The Walton Foundation is one of the biggest players in the education philanthropy world, having poured some $1.3 billion in K-12 education over the last two decades largely to support charter schools and fuel the “school choice” movement. But foundation honchos aren’t exactly satisfied with the results of their work and now they are using a new investment strategy to make a broader impact. For people who like the foundation’s philosophy, that’s good news. For those who think the foundation works against public education, it’s scary.

[Why are out-of-state billionaires putting big money into Louisiana’s board of education elections?]

A paper recently released (see below) titled “Investing in Change: The Walton Family Foundation Charts a New Course” looks at what the foundation has — and hasn’t — accomplished in its effort to fulfill what foundation K-12 Program Director Marc Sternberg calls its “moral obligation” to provide families with high-quality school choices. It quotes Walton Family Foundation Executive Director Buddy Philpot, who wrote in the foundation’s 2014 annual report released this year:

We know that empowering parents and students with options works, but now we want to do more. We have learned that while choice is vital, it is not enough.

Choice isn’t enough? So what is? Apparently dismantling traditional public school systems and creating collections of charter schools across cities.  The report, written by Michelle Wisdom and published by Grantmakers for Education (a national network of hundreds of education philanthropies) says:

There are a lot of similarities between the Walton Family Foundation’s approach and what has come to be called a “Portfolio Strategy”— a concept researched and supported by the Center for Reinventing Public Education (CRPE). Portfolio Strategy identifies the entire city as the unit of change with respect to school reform, and tasks education and civic leaders with developing a citywide system of high-quality, diverse, autonomous public schools. These systems prioritize school autonomy, parental empowerment, and system leader oversight and responsibility for accountability.

Wisdom’s report points to Walton’s involvement in cities with big charter presences, including New Orleans, where nearly all of the schools are charters, and D.C., where nearly half of students attend charters. These are hailed as successes in school reform. In the section about D.C., the report goes so far as to credit charter schools with contributing to  “dramatic improvements” in the traditional public school system, a statement that doesn’t take into consideration how demographic changes have improved D.C. school results. D.C. schools Chancellor Kaya Henderson contests the notion too.

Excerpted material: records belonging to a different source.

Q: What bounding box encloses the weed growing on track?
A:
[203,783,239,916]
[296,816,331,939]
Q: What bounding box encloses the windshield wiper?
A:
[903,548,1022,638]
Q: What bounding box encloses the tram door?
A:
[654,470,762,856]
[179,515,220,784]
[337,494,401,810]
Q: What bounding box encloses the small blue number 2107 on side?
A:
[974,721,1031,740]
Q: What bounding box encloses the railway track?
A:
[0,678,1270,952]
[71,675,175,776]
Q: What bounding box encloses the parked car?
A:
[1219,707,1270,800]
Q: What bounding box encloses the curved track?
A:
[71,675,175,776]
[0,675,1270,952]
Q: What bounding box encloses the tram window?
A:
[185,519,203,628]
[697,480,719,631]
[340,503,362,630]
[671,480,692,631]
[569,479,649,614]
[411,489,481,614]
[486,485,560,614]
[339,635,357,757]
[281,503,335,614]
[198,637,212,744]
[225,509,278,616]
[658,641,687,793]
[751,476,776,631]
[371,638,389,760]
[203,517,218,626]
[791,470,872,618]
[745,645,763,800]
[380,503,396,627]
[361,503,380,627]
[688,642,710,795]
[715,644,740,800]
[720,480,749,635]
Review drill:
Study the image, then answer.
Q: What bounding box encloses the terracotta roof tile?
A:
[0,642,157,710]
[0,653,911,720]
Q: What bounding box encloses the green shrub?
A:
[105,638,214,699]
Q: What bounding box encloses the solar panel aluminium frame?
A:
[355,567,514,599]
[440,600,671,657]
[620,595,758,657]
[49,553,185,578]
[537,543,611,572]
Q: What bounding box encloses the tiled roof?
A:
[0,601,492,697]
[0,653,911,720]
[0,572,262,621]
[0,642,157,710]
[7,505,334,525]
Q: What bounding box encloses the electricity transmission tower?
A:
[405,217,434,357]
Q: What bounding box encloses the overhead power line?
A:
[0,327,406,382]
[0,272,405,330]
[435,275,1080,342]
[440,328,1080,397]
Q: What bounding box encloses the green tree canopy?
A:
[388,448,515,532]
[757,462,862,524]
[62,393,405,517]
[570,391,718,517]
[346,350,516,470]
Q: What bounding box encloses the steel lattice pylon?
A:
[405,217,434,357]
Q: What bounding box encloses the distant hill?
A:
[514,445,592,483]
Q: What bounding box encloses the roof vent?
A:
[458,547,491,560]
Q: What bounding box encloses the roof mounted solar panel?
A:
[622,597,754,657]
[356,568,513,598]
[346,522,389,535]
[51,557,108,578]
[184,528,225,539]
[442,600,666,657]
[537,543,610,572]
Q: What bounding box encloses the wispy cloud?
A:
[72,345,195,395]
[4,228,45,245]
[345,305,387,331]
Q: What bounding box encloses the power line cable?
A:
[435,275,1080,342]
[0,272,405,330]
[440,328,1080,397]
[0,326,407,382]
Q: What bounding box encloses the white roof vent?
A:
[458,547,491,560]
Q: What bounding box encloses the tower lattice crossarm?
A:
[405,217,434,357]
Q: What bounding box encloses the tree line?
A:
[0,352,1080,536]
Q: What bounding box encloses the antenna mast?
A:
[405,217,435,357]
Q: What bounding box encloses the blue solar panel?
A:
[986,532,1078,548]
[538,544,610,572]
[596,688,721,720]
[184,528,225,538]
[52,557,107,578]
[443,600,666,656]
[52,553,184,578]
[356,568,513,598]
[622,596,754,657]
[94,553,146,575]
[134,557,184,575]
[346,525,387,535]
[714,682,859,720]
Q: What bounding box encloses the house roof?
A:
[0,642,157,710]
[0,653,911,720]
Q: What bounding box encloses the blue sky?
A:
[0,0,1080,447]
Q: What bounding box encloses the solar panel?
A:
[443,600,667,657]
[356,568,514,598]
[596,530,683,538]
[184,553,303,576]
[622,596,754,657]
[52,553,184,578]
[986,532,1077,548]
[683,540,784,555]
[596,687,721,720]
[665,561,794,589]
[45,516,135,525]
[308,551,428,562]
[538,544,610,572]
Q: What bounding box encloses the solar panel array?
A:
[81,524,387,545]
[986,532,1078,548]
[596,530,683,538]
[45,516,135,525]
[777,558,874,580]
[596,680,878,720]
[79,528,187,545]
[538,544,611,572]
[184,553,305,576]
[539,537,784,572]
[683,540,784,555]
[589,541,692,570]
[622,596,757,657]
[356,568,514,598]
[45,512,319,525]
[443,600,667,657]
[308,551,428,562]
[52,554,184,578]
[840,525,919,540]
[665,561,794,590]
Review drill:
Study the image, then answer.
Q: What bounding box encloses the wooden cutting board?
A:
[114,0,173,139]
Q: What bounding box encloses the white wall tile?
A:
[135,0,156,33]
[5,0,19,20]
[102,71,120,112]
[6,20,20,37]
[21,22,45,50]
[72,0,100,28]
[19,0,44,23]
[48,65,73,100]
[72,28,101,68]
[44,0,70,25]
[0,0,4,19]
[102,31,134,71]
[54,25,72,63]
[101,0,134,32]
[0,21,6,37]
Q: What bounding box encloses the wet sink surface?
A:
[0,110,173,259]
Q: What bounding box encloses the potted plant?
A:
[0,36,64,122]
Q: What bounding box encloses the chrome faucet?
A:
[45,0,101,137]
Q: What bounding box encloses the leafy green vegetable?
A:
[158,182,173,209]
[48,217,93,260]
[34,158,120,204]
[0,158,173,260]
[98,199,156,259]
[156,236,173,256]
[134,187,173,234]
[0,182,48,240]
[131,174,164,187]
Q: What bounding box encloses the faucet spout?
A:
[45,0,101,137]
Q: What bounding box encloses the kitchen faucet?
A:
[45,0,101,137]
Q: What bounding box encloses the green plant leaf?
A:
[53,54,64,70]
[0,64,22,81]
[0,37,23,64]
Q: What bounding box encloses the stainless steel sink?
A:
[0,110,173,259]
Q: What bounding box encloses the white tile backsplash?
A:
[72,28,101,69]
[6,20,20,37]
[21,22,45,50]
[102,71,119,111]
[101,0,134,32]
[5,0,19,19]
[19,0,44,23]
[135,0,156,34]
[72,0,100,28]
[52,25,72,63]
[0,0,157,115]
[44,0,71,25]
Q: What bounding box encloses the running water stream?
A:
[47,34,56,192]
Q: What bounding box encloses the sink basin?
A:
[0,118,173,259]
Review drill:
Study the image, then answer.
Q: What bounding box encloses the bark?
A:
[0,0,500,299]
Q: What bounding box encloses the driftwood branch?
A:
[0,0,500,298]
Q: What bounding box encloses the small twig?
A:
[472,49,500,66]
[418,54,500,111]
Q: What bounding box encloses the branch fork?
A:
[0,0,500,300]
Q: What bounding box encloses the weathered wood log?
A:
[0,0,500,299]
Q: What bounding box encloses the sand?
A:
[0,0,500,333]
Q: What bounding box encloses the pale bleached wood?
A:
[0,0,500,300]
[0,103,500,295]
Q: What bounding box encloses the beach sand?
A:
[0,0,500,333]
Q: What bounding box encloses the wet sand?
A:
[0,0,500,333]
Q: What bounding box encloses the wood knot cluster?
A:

There’s another part of the report that begs parsing. The report notes that the foundation realizes that it has not engaged communities as it has pushed school choice on them. It says:

One area where the foundation has received criticism is in the area of community engagement. It has been accused of  having a top-down approach that does not adequately address the needs and desires of parents, local advocacy groups and community groups. This is an issue the foundation is grappling with. “The provision of choice, and the publication of data on school performance, has sometimes had little impact, especially in districts where reform lacks adequate local ownership, community and wider civic involvement, and parent engagement,” Bruno Manno notes. He identifies two levers in engaging local partners and communities more thoroughly: 1) building an active coalition of supporters, and 2) cultivating local advocacy partners. “We need a local and civic base of support for the work that’s going on. The work we support requires a stable constituency to be advocates for schools over time. There is a political dimension as well, the community and families need to understand what options are available.”

Let’s review: After 20 years, the foundation realizes that its top-down approach doesn’t adequately address the needs and desires of parents, local advocacy groups and community groups. Now it wants to engage local partners and communities — not, apparently to ask what they actually want in their communities but to build “a local and civic base of support for the work that’s going on.”

Another surprising finding in the report is that the foundation actually considers itself to be a  neutral party in the school reform battles. It says:

The Walton Family Foundation theory of change has led it to support innovative and autonomous traditional public schools, new and existing individual charter schools and charter management organizations, private schools, locally-based education nonprofits and national advocacy and school reform groups across the United States.

The foundation sees its strategy as agnostic with regard to sector (public charter schools, traditional public schools, private schools). “The foundation’s investment strategy is clear: Schools thrive when they have autonomy, are chosen by parents, and are embedded in systems of good governance and accountability,” says Senior Program Officer Fawzia Ahmed. “When we invest in citywide systems, we invest regardless of sector.”

The foundation’s funding history includes a significant amount of support for charter schools, however. In fact, roughly two-thirds of the Education Program’s investments support the growth of a high-quality charter sector in some way. This seeming preference for charter schools is in line with the foundation’s theory of change that requires change agents, like new, high-quality charter schools, to increase competition in citywide school systems and to raise community expectations of what is possible in high-need areas and with students who face significant challenges.

As teacher Mercedes Schneider writes about the report on her Deutsch29 blog,

The Waltons do not see themselves as buying up democracy in order to shape it into the Image of Walton.